Не знаю, зачем он приходил, но моя экспрессия захватила его. Лицо, правда, никак не реагировало, но разговор он вел по моей теме и весьма заинтересованно. Я попросил, чтобы он помог в подборе охраны и людей, которые будут вести работы в ложных районах. Он сказал: «Я поручу это Черняеву». И тут я решил идти на пролом.
— Видишь ли, я на него не очень надеюсь, — и я рассказал историю с ним в сапбате 4 ск. — Не очень он любит работать. А это дело требует внимания, добросовестности и много труда. А кроме того, я думаю, что он относится ко мне не очень дружелюбно. А это может помешать делу.

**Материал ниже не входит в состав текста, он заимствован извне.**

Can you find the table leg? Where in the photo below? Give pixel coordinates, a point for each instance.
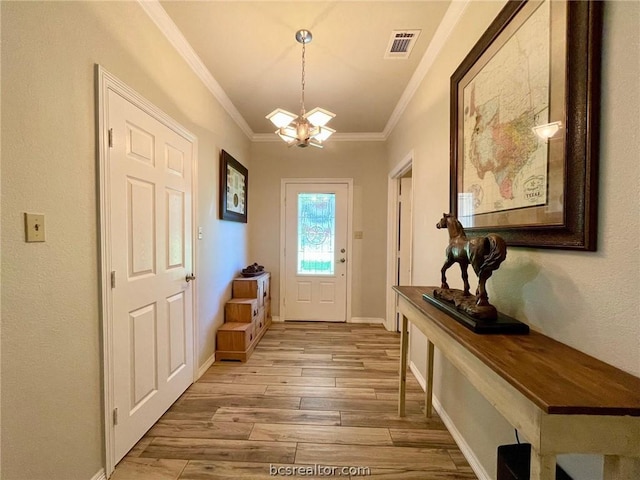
(428, 401)
(543, 467)
(621, 468)
(404, 344)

— Хорошо! — Сказал он, — Я это дело обдумаю. Надеюсь, сделаем так, чтоб все обернулось на пользу нашей партии и народу.
На этом и закончилась наша первая встреча.

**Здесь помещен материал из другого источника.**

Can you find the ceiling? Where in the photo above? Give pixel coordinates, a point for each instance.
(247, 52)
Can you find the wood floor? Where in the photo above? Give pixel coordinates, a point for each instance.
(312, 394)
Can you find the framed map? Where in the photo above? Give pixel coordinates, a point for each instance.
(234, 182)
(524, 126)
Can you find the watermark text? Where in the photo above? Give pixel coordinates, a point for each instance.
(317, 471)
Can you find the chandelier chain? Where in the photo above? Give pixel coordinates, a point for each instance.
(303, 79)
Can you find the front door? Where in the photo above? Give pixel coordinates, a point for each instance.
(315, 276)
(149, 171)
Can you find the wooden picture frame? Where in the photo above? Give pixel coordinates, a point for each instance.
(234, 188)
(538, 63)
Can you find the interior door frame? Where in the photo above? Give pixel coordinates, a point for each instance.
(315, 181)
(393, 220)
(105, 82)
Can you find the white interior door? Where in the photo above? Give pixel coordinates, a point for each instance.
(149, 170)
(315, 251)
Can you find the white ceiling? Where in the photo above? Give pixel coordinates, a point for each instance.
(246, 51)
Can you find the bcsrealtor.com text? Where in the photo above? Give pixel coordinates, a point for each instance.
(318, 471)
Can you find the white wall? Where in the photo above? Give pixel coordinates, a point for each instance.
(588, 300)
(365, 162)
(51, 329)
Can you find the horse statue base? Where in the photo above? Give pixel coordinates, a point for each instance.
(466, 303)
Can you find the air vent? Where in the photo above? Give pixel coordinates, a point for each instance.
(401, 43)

Первая, но далеко не последняя. Часто я встречался с Кириловым. Еще чаще вспоминал, в связи с начавшимися арестами в УР'е. Тяжкое чувство оставил во мне последний период моего пребывания в Минском УР'е. С одной стороны, я не мог не чувствовать удовлетворения от того, что совершил столь огромное продвижение по службе. Не могли не радовать и бесспорные трудовые успехи на новом поприще. Но с другой стороны, не было той радости творчества, что во время практики. Теперь тоже делалось дело. И пожалуй более квалифицированно, но сердце не радовалось, а было в тревоге. Постоянно как будто кто-то подозрительно наблюдал за твоими действиями. Эта «беспричинная», не ясно осознаваемая тревога усиливалась с каждым новым арестом. Я же весь УР исколесил многократно, знал всех командиров полков и артпульбатов, со многими вступил в приятельские отношения. И вот одного, другого, третьего… арестовывают. Остальные на глазах меняются. Исчезла прежняя откровенность, непринужденность. Люди начинают смотреть на тебя подозрительно, иные со страхом.
Я хорошо знал полковника Кулакова, командира 39 полка, лучшего, по-моему, из командиров полков. Я с ним крепко подружился в деле, в службе. И вот начинаю видеть его все менее и менее общительным. Потом его вызывают на дивизионную партийную комиссию (ДПК) — обвиняют «в связях с врагами народа». И это потому, что он служил вместе с людьми, которые оказались арестованными. В партийной формулировке это звучит «оказались врагами народа». Не «арестованы по подозрению», а «оказались врагами народа». Раз арестованы, значит «оказались». Кулаков резонно говорит, что знал этих людей как честных и добросовестных командиров и совершенно не был осведомлен об их враждебной деятельности. Но его из партии исключают за «связь с врагами народа». Убитый, он едет домой. На въезде в городок его поджидают молодчики Кирилова, пересаживают в «воронок» и, не дав повидаться с семьей, везут обратно в Минск — в тюрьму.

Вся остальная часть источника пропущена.